GCL-Poly Energy Holdings posted a loss of RMB997.5 million ($141.1 million) for the first half of the year, down from a profit of roughly RMB382 million a year earlier, as its solar materials unit sank from profitability in the first half of last year to a divisional loss of RMB1.3 billion.
In the first half of this year, the division was weighed down by average selling prices for polysilicon and wafers, which respectively fell 38.5% and 39.6% from the preceding year. The price decline dragged down the division’s profitability even as sales soared from a year earlier.

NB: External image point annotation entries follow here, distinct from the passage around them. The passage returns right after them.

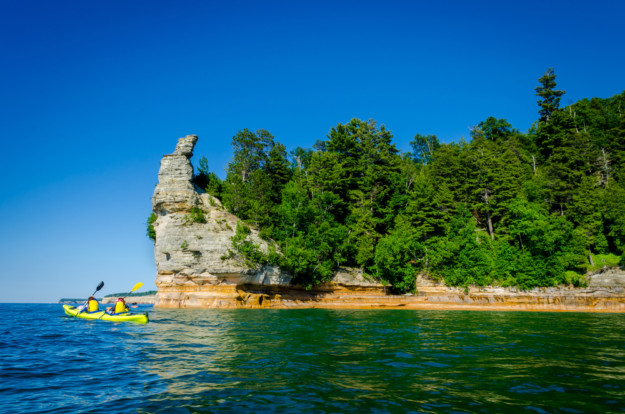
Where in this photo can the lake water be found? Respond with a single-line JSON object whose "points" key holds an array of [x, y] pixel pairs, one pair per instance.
{"points": [[313, 361]]}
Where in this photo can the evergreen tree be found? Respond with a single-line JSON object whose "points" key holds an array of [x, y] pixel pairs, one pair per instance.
{"points": [[549, 97]]}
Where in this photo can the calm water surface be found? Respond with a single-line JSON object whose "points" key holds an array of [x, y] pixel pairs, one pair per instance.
{"points": [[313, 361]]}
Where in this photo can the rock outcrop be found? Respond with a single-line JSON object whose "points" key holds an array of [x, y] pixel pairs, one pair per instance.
{"points": [[195, 267]]}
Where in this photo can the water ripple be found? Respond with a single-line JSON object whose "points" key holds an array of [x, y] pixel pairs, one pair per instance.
{"points": [[318, 361]]}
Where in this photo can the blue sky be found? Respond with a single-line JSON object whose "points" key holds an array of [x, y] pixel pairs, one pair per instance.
{"points": [[94, 93]]}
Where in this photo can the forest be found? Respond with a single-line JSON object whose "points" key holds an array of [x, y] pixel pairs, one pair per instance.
{"points": [[506, 208]]}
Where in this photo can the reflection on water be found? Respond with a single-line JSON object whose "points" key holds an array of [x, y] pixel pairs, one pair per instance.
{"points": [[313, 360], [386, 361]]}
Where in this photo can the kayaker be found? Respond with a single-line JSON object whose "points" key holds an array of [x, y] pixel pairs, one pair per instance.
{"points": [[120, 306], [92, 304]]}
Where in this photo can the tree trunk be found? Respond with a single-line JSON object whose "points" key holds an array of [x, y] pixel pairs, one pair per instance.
{"points": [[488, 217]]}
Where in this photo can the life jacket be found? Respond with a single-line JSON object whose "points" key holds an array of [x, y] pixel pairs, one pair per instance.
{"points": [[92, 305], [120, 307]]}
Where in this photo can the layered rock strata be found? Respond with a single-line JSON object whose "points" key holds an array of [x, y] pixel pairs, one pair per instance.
{"points": [[195, 268]]}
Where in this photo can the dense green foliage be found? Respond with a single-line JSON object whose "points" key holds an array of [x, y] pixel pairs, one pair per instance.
{"points": [[507, 208]]}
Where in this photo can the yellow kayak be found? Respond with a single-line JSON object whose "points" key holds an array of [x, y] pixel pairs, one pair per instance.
{"points": [[120, 317]]}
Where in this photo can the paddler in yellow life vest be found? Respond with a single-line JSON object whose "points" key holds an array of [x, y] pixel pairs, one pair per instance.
{"points": [[92, 304], [120, 306]]}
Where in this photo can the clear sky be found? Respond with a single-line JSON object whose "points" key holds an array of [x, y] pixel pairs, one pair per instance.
{"points": [[94, 93]]}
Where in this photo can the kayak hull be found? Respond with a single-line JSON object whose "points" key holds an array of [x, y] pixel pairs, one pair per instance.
{"points": [[102, 315]]}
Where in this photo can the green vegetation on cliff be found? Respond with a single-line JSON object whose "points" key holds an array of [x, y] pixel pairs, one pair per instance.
{"points": [[508, 208]]}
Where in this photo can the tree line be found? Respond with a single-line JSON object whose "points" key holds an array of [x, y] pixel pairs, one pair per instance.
{"points": [[539, 208]]}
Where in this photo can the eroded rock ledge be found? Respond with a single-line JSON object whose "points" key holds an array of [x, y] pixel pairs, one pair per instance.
{"points": [[195, 270]]}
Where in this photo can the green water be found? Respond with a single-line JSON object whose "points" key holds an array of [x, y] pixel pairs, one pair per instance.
{"points": [[319, 361]]}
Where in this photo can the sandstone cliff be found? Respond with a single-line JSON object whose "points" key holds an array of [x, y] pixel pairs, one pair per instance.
{"points": [[195, 269]]}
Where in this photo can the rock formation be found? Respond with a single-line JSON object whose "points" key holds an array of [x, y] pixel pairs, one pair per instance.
{"points": [[195, 267]]}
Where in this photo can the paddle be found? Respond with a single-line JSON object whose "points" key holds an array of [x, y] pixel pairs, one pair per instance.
{"points": [[137, 286], [100, 286]]}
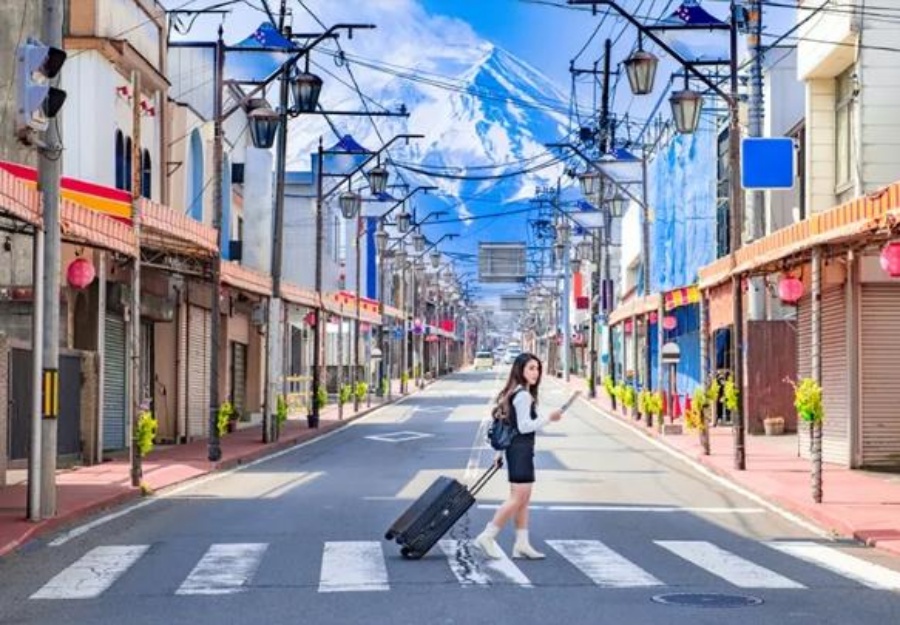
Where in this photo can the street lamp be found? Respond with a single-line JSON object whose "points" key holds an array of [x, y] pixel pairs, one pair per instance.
{"points": [[378, 177], [686, 107], [641, 70], [350, 203], [404, 220], [306, 88], [263, 122]]}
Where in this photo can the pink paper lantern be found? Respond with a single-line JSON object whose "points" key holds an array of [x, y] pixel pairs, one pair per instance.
{"points": [[80, 273], [790, 289], [890, 259]]}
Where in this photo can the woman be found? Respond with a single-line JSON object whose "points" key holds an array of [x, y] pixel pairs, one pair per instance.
{"points": [[521, 391]]}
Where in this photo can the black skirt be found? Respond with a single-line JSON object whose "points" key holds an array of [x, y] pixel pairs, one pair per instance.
{"points": [[520, 459]]}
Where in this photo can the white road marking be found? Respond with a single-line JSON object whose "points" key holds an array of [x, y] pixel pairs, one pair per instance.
{"points": [[602, 565], [353, 566], [90, 576], [175, 491], [730, 567], [708, 474], [641, 509], [463, 565], [225, 569], [857, 569]]}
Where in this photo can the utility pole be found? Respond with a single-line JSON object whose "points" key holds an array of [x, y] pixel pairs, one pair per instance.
{"points": [[756, 204], [49, 172], [135, 334]]}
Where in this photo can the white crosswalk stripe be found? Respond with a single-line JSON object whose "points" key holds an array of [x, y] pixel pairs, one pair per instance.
{"points": [[602, 565], [353, 566], [857, 569], [90, 576], [224, 569], [721, 563]]}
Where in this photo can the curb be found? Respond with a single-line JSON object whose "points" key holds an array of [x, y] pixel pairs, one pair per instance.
{"points": [[886, 541], [48, 526]]}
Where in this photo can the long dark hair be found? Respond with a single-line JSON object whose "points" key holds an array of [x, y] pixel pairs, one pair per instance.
{"points": [[517, 377]]}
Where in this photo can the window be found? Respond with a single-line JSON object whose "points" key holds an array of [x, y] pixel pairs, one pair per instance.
{"points": [[146, 174], [845, 136]]}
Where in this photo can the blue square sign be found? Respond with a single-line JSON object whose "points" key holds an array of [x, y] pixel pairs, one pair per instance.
{"points": [[768, 163]]}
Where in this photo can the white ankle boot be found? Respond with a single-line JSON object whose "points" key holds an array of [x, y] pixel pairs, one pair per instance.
{"points": [[487, 542], [523, 549]]}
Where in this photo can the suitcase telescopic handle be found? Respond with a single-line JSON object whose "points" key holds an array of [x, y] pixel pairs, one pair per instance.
{"points": [[482, 481]]}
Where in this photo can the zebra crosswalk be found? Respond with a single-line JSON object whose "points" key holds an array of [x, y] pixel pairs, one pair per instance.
{"points": [[366, 566]]}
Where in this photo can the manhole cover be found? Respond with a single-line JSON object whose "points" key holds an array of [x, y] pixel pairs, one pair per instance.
{"points": [[707, 600]]}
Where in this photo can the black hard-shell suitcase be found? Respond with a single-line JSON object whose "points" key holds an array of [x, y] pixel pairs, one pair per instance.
{"points": [[434, 513]]}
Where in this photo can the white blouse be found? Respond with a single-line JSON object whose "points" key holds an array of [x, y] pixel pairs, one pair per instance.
{"points": [[522, 403]]}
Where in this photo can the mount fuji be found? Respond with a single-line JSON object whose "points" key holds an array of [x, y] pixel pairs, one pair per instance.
{"points": [[485, 130]]}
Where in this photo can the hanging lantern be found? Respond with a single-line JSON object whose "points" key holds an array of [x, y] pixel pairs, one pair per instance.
{"points": [[790, 289], [890, 259], [80, 273]]}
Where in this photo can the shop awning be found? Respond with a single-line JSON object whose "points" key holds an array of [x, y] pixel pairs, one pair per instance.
{"points": [[635, 307], [246, 279], [848, 221], [167, 230]]}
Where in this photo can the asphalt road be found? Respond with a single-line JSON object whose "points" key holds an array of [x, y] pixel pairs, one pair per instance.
{"points": [[299, 538]]}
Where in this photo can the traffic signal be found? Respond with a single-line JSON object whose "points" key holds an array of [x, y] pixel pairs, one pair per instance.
{"points": [[37, 102]]}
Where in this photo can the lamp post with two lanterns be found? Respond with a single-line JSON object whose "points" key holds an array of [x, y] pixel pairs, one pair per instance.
{"points": [[686, 108]]}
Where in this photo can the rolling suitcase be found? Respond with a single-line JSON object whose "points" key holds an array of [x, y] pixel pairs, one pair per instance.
{"points": [[434, 513]]}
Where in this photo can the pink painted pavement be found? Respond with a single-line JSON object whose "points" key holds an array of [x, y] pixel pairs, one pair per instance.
{"points": [[863, 505], [85, 491]]}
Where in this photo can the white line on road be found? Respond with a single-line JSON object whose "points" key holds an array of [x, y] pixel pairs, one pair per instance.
{"points": [[463, 564], [642, 509], [225, 569], [857, 569], [93, 573], [730, 567], [353, 566], [721, 481], [602, 565]]}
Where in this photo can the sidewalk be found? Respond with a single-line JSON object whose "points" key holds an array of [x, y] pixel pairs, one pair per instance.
{"points": [[85, 491], [863, 505]]}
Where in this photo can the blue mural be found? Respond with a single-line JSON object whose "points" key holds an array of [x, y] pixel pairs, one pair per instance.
{"points": [[683, 199]]}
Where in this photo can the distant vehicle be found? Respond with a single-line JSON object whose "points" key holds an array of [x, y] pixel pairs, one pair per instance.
{"points": [[484, 360], [511, 354]]}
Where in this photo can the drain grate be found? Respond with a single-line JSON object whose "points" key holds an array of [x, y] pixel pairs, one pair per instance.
{"points": [[706, 600]]}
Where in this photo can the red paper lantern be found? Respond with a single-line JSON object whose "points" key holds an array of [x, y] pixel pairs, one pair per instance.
{"points": [[890, 259], [790, 289], [80, 273]]}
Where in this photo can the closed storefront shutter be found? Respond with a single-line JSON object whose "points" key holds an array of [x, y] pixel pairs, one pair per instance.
{"points": [[114, 384], [880, 342], [198, 372], [835, 378], [238, 376], [804, 361]]}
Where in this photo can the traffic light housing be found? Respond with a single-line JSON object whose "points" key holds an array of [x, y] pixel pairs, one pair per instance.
{"points": [[37, 101]]}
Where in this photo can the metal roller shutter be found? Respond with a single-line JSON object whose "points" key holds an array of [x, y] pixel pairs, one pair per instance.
{"points": [[835, 380], [114, 385], [880, 341], [804, 361], [198, 372]]}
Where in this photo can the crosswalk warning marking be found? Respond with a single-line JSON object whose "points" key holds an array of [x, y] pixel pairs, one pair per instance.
{"points": [[91, 575], [602, 565], [353, 566], [730, 567], [225, 568], [866, 573]]}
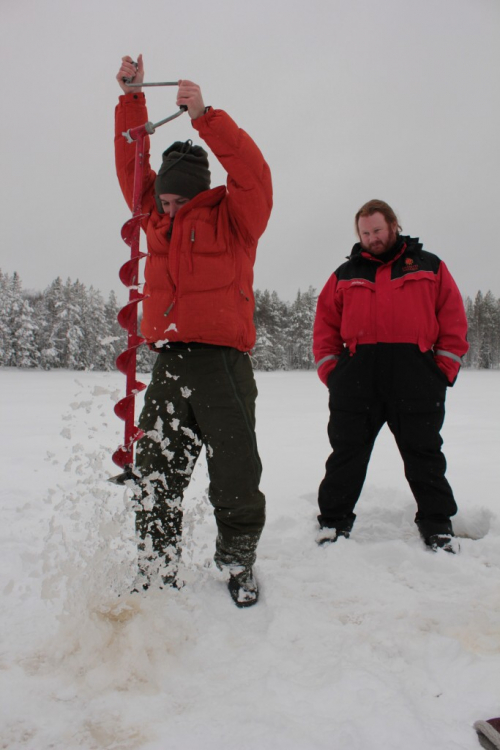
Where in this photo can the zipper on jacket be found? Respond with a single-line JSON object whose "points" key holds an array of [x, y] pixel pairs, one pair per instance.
{"points": [[169, 308], [191, 249]]}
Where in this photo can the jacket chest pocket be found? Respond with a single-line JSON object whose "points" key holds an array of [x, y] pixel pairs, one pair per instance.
{"points": [[204, 239], [358, 306], [210, 263]]}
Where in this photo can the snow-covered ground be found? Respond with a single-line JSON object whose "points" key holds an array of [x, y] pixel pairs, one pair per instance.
{"points": [[373, 643]]}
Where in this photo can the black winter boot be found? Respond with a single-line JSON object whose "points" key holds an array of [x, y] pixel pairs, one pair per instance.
{"points": [[330, 531], [438, 535], [243, 588]]}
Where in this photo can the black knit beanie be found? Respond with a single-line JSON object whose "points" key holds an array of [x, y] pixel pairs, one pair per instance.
{"points": [[184, 171]]}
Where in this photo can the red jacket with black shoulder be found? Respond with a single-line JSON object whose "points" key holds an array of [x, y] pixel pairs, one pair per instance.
{"points": [[412, 299], [198, 283]]}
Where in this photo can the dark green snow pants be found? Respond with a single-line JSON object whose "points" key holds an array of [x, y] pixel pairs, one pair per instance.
{"points": [[201, 395]]}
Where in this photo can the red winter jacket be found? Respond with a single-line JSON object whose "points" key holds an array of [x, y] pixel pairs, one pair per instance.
{"points": [[412, 299], [198, 284]]}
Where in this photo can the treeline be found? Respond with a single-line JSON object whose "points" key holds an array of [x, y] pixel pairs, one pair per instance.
{"points": [[73, 327]]}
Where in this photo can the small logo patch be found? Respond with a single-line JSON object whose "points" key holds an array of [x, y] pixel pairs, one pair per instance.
{"points": [[410, 265]]}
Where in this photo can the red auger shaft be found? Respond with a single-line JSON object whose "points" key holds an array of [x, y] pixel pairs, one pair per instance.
{"points": [[128, 315]]}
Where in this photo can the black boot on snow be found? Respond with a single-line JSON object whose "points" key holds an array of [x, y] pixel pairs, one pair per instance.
{"points": [[243, 588], [438, 535], [330, 531], [446, 542]]}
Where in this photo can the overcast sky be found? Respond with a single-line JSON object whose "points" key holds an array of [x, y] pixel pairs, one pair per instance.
{"points": [[348, 99]]}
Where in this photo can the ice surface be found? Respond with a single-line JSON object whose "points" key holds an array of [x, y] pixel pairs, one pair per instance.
{"points": [[372, 642]]}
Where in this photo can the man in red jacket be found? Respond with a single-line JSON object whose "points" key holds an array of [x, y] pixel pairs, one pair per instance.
{"points": [[389, 334], [198, 317]]}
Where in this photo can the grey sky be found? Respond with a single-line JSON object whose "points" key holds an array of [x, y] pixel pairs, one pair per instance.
{"points": [[348, 99]]}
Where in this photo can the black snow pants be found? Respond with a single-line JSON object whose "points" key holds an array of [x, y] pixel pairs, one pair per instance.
{"points": [[200, 395], [399, 385]]}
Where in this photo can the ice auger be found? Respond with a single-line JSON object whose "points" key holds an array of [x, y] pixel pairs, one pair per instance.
{"points": [[127, 317]]}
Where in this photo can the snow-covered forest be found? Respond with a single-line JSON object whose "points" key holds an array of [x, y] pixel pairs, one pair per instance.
{"points": [[74, 327]]}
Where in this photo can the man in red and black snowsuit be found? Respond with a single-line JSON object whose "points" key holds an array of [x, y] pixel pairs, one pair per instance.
{"points": [[389, 334], [198, 317]]}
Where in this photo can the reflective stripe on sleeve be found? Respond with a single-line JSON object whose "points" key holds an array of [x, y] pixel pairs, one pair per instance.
{"points": [[452, 356]]}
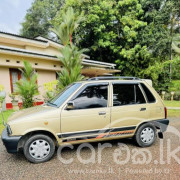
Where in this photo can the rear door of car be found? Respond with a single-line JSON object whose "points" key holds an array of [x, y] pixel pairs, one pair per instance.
{"points": [[91, 115], [129, 107]]}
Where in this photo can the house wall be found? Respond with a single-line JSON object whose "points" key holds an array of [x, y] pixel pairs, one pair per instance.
{"points": [[42, 63]]}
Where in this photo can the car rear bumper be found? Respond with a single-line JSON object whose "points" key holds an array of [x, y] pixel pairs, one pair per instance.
{"points": [[161, 124], [10, 142]]}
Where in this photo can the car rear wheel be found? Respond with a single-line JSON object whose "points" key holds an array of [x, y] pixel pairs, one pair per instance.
{"points": [[39, 148], [146, 135]]}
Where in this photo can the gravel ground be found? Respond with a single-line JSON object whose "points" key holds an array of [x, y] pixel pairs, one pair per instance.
{"points": [[157, 167]]}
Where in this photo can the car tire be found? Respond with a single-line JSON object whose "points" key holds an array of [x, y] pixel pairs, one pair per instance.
{"points": [[39, 148], [145, 135]]}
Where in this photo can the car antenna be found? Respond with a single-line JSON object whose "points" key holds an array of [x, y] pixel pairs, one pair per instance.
{"points": [[4, 123]]}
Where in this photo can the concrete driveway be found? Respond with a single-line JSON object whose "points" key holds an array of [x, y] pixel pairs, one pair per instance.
{"points": [[151, 163]]}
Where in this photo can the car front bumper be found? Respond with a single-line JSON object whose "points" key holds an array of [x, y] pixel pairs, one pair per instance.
{"points": [[10, 142]]}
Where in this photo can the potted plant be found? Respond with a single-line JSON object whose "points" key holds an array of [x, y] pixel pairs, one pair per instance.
{"points": [[14, 101], [2, 98]]}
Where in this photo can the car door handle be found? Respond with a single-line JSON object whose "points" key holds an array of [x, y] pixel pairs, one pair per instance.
{"points": [[142, 109], [102, 113]]}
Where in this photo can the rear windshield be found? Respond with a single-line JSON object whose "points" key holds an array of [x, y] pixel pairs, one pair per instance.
{"points": [[149, 95]]}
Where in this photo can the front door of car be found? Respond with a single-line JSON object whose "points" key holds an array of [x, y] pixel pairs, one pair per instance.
{"points": [[129, 107], [90, 114]]}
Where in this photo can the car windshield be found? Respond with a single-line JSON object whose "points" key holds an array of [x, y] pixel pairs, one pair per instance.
{"points": [[58, 100]]}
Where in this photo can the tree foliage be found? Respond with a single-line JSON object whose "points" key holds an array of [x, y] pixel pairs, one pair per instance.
{"points": [[71, 55], [38, 18], [134, 34]]}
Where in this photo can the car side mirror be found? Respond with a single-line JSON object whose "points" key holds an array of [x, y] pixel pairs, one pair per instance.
{"points": [[70, 105]]}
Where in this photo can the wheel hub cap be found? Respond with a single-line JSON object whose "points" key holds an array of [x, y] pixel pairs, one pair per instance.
{"points": [[147, 135], [39, 149]]}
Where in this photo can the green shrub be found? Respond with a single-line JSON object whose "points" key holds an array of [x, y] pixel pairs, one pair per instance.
{"points": [[167, 96], [177, 96]]}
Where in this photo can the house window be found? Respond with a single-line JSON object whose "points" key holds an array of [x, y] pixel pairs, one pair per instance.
{"points": [[15, 75]]}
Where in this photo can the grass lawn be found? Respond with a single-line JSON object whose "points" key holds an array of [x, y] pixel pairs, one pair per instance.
{"points": [[6, 115]]}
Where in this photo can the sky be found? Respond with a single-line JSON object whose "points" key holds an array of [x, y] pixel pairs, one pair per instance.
{"points": [[12, 13]]}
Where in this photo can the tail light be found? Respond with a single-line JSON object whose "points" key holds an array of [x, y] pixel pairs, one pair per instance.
{"points": [[165, 112]]}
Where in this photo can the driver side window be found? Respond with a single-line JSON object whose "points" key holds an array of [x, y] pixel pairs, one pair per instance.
{"points": [[95, 96]]}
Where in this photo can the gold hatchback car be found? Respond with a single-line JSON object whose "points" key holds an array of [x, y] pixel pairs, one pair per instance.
{"points": [[101, 108]]}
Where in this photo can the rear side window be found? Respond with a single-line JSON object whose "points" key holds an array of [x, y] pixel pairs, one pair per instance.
{"points": [[92, 97], [127, 94], [149, 95]]}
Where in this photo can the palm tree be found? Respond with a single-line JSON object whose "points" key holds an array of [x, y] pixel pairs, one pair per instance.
{"points": [[71, 57], [27, 87], [176, 43]]}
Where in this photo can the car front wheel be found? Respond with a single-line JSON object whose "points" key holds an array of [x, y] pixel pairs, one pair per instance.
{"points": [[146, 135], [39, 148]]}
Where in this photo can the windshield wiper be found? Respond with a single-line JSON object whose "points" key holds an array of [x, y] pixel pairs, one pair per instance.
{"points": [[51, 104]]}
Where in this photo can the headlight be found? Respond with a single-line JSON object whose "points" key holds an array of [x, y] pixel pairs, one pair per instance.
{"points": [[9, 130]]}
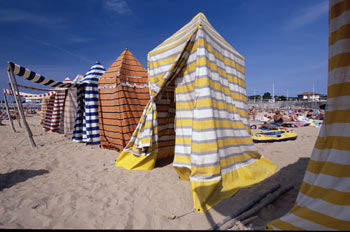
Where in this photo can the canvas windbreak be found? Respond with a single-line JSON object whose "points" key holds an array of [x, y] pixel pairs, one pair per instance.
{"points": [[54, 119], [86, 127], [123, 94], [70, 107], [213, 148], [323, 201]]}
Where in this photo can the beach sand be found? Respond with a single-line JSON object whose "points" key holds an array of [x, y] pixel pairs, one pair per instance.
{"points": [[66, 185]]}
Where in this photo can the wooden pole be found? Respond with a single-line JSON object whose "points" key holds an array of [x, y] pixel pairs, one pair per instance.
{"points": [[20, 107], [14, 106], [9, 114]]}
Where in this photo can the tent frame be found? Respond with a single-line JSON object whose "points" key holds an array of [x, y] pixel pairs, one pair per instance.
{"points": [[13, 86]]}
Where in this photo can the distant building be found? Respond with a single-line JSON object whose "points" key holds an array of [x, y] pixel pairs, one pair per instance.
{"points": [[309, 96]]}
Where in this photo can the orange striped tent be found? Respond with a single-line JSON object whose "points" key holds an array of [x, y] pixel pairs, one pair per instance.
{"points": [[123, 95]]}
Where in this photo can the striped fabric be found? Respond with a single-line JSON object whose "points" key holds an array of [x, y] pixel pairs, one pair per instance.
{"points": [[44, 108], [86, 128], [31, 95], [54, 121], [213, 147], [70, 107], [123, 94], [37, 78], [323, 201]]}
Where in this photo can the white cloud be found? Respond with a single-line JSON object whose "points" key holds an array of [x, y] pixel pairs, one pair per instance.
{"points": [[119, 6], [308, 15], [17, 15]]}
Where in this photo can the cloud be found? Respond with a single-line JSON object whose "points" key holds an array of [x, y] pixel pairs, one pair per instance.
{"points": [[17, 15], [308, 15], [77, 39], [67, 52], [119, 6]]}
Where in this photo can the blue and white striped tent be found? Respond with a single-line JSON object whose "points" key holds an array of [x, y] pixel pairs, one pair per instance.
{"points": [[86, 128]]}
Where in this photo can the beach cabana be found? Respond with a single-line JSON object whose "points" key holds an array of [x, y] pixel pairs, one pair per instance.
{"points": [[323, 201], [209, 124], [70, 107], [86, 128], [54, 119], [15, 69], [123, 94]]}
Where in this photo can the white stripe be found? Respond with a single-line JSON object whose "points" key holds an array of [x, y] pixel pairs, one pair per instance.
{"points": [[331, 155], [338, 76], [339, 21], [328, 182], [341, 212], [302, 223], [340, 47]]}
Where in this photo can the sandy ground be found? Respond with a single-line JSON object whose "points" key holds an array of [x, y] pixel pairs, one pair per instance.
{"points": [[66, 185]]}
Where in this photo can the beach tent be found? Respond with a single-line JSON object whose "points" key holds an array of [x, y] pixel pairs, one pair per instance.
{"points": [[54, 119], [86, 127], [323, 201], [70, 107], [213, 148], [123, 94], [15, 69]]}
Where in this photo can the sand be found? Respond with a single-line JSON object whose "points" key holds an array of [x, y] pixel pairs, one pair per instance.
{"points": [[66, 185]]}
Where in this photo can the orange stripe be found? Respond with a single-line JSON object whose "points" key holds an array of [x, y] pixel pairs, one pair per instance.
{"points": [[339, 61]]}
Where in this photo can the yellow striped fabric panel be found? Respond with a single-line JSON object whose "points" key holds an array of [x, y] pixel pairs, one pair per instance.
{"points": [[213, 147], [323, 202]]}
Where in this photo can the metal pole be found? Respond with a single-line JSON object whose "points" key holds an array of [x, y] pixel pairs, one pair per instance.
{"points": [[20, 107], [14, 106], [9, 114]]}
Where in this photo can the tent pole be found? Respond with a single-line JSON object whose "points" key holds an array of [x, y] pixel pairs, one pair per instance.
{"points": [[9, 114], [14, 106], [20, 107]]}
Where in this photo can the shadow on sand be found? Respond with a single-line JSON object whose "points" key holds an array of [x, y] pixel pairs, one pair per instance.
{"points": [[8, 180], [291, 174]]}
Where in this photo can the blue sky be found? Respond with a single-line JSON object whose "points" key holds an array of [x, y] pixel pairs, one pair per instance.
{"points": [[285, 42]]}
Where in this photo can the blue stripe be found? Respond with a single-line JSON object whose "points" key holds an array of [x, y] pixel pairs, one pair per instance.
{"points": [[31, 75], [21, 71], [41, 79]]}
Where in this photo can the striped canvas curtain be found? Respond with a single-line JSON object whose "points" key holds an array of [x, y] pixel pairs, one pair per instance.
{"points": [[323, 201], [123, 94], [213, 147], [86, 128], [70, 108]]}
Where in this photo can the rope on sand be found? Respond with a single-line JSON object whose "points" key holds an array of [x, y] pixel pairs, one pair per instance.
{"points": [[245, 208]]}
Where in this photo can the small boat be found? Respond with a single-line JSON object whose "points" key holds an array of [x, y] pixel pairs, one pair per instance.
{"points": [[271, 136]]}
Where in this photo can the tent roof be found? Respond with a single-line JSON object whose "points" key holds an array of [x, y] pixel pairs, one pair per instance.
{"points": [[93, 74]]}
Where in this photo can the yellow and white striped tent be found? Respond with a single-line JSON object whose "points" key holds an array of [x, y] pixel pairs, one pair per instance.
{"points": [[323, 202], [205, 77]]}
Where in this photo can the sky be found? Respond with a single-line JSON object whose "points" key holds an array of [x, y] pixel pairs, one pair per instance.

“We believe that the year 2019 will be a key turning point for [China’s] PV production industry as it enters a phase of quality development, inaugurating a new era of grid parity in the truest sense of the term,” said Zhu Gongshan, chairman of GCL-Poly Energy Holdings.
The group’s solar farm business — which operates 371 MW of solar capacity including 18 MW in the United States — recorded first-half revenue of RMB248.5 million. However, wider group revenue fell 9.3% year on year to around RMB10 billion in the six months to the end of June.
The company’s ‘new energy’ business — which oversees the development, construction, operation and management of solar projects — posted revenue of RMB3.17 billion. Both of the two divisions were profitable throughout the first six months of the year.
GCL-Poly’s total production of polysilicon and wafers reached 36,592 MT and 14,658 MW, respectively, in the first half. The group’s Xinjiang Polysilicon Base Phase I facility ramped up production by 48,000 MT during the period, the group said. It plans to eventually scale up annual polysilicon production at the site to 60,000 MT.
“GCL-Poly remains focused on the solar materials business by leveraging its existing advantages, satisfaction of market demand, energy technology innovation, energy conservation and emission reduction as well as introduction of highly efficient new products,” the group said.